- 6 years ago
- Wedding: December 2012
I need some help or advice or something. I have been engaged since March. We’ve had to change the date and location of the wedding for multiple reasons. First, I was planning to do it on the date of my parent’s 20th anniversary, to commorate it and what not, but my mom was upset because “what if I wanted to get away for my anniversary, not spend the day worrying about Brittany’s wedding.” When I asked my sister to be my maid of honor, she responded with, “Will it be a lot of work? Well, I guess I don’t want one of your friends standing next to you when you get married, so okay.” Then my 3 of my cousins also got engaged and it became a mess.
I also know that my parents will not be helping much financially with the wedding, so I’ve been trying to come up with inexpensive locations where we can still have our family and friends involved. I thought maybe a destination wedding to Jamaica would be awesome because it would be intimate, romantic, and gorgeous. However, my mom and dad said they wouldn’t spend the money to come (and trust me, they have the money).
Last night, I told my dad that we were thinking of doing it this New Year’s Eve. Instead of being supportive, my dad went into an hour long lecture on why I shouldn’t get married. It boiled down to money and the fact that in today’s economy, we shouldn’t be spending money on a wedding. We are currently living with my fiancee’s parents and searching for an apartment (they are hard to find in Bismarck, ND). He said that people will talk and think it’s bad that we spent money on a wedding instead of a place to live.
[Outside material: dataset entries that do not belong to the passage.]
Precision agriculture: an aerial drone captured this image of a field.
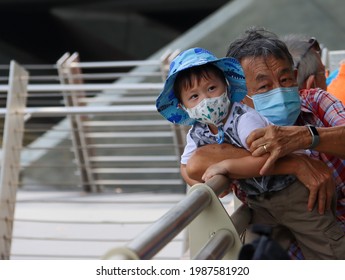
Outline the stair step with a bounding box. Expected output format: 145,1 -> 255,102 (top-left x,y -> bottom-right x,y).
85,131 -> 173,138
90,156 -> 179,162
91,167 -> 180,174
94,179 -> 184,185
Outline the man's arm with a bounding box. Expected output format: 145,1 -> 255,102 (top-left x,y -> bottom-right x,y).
268,153 -> 334,214
246,125 -> 345,175
187,143 -> 334,214
317,126 -> 345,157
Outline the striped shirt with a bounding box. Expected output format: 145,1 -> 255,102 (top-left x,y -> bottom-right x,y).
288,88 -> 345,259
298,88 -> 345,231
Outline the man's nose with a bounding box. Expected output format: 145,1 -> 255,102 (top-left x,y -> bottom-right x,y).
273,80 -> 281,88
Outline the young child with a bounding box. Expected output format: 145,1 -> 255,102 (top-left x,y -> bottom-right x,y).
156,47 -> 345,259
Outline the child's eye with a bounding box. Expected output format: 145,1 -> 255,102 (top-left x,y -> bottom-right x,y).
189,94 -> 198,101
208,86 -> 216,92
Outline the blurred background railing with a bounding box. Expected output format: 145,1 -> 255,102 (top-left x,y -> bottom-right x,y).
0,51 -> 194,259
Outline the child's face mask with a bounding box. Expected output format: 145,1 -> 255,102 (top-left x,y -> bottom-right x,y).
183,91 -> 230,126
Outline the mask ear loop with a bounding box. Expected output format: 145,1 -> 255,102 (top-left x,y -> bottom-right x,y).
216,124 -> 225,144
225,78 -> 231,98
217,78 -> 229,144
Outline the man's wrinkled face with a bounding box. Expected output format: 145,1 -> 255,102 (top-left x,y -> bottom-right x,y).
240,55 -> 297,108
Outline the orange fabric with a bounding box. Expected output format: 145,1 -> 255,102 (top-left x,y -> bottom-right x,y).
327,63 -> 345,104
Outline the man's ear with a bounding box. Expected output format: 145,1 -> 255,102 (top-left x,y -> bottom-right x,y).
305,74 -> 316,89
293,68 -> 298,80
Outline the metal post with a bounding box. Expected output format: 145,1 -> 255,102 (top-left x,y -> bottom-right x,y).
126,186 -> 212,259
188,178 -> 243,260
193,229 -> 235,260
103,175 -> 241,260
57,53 -> 98,192
0,61 -> 29,259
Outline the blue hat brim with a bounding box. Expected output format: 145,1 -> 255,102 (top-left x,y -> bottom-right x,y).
156,55 -> 247,125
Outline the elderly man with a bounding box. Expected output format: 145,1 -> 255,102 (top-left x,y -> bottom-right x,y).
239,30 -> 345,220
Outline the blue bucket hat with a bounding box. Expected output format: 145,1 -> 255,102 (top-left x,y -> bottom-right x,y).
156,47 -> 247,126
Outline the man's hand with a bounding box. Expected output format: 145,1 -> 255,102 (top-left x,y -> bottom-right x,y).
292,154 -> 334,214
246,125 -> 309,175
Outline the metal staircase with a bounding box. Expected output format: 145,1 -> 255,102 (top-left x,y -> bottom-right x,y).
0,51 -> 190,259
2,50 -> 187,194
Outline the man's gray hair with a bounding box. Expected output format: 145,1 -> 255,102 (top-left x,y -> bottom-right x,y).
226,27 -> 294,68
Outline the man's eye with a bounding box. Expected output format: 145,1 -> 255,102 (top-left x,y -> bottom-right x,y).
258,84 -> 268,91
281,77 -> 294,85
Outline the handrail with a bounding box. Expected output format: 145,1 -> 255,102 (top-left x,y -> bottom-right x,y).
193,229 -> 234,260
0,105 -> 156,119
103,175 -> 250,260
0,59 -> 162,71
0,83 -> 164,92
71,60 -> 161,68
127,185 -> 212,259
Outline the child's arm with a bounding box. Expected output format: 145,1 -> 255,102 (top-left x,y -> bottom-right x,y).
180,164 -> 201,186
202,154 -> 269,182
187,143 -> 250,181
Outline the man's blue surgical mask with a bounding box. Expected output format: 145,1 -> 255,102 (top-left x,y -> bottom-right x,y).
247,87 -> 301,126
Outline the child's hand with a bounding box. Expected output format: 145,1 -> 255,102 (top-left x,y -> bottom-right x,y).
202,163 -> 228,182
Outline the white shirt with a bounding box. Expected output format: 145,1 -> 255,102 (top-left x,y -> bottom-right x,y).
181,102 -> 270,164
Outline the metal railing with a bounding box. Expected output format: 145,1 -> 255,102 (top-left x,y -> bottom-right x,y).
0,58 -> 250,260
0,61 -> 29,259
0,53 -> 189,259
103,175 -> 250,260
0,50 -> 185,193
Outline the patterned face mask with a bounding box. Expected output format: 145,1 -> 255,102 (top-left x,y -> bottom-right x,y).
184,91 -> 230,125
183,91 -> 230,143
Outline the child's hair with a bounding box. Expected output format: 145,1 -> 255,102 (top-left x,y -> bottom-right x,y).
173,63 -> 226,103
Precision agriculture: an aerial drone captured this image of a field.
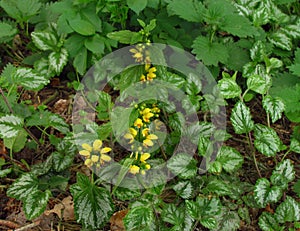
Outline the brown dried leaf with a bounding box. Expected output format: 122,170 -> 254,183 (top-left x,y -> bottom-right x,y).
44,196 -> 74,221
109,209 -> 128,231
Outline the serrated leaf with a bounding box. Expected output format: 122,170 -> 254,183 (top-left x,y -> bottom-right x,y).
213,208 -> 240,231
247,74 -> 269,94
167,153 -> 197,179
230,101 -> 254,134
71,173 -> 114,229
52,150 -> 75,172
275,196 -> 300,223
217,146 -> 243,173
4,129 -> 27,152
68,18 -> 96,36
31,31 -> 57,51
0,21 -> 18,43
222,14 -> 258,37
205,179 -> 232,196
0,114 -> 24,138
23,190 -> 51,220
84,34 -> 105,54
126,0 -> 147,14
259,212 -> 283,231
270,159 -> 295,189
218,78 -> 241,99
124,204 -> 155,231
167,0 -> 204,22
173,181 -> 193,199
254,124 -> 281,157
290,138 -> 300,153
48,48 -> 68,74
186,197 -> 221,229
254,178 -> 282,208
185,73 -> 202,95
268,31 -> 292,51
7,173 -> 39,200
262,95 -> 285,123
13,67 -> 49,90
250,41 -> 266,62
107,30 -> 142,44
192,36 -> 229,66
113,186 -> 141,201
288,48 -> 300,76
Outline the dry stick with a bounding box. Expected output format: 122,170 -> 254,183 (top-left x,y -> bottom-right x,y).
0,86 -> 41,146
14,220 -> 41,231
248,132 -> 262,178
0,219 -> 20,229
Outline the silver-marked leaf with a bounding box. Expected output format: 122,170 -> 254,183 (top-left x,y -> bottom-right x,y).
0,114 -> 24,138
213,208 -> 240,231
290,138 -> 300,153
254,178 -> 282,208
23,190 -> 51,220
262,95 -> 285,123
230,101 -> 254,134
173,181 -> 193,199
4,129 -> 27,152
258,212 -> 283,231
254,124 -> 281,157
205,179 -> 232,197
250,41 -> 266,62
247,74 -> 269,94
217,146 -> 243,173
14,67 -> 49,90
270,159 -> 295,188
275,196 -> 300,223
7,173 -> 39,200
48,48 -> 68,74
31,31 -> 57,51
268,31 -> 292,51
167,153 -> 197,179
218,78 -> 241,99
71,173 -> 114,230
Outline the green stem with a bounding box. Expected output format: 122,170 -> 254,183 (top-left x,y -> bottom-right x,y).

I don’t see why we can’t have a wedding and find a place to live, but he seems to think that if we spend any kind of money on a wedding will be in financial trouble and fight about money for the rest of our lives.
I had a talk with a couple friends, and they said that I need to focus on making myself and Andy happy and surround myself with supportive people. I agreed, and Andy and I decided to have the wedding on 12/31/12, and forget about what my family says.
Now it turns out that one of my best friends in the world (one of my bridesmaids) has to attend her cousin’s wedding on the date we want. She’s not in her cousin’s wedding, but she thinks it’ll cause problems with the extended family if she doesn’t go. I understand her decision, but I can’t imagine getting married without her there, but I’m so tired of changing the date.
I don’t know what to do! I’m a mess!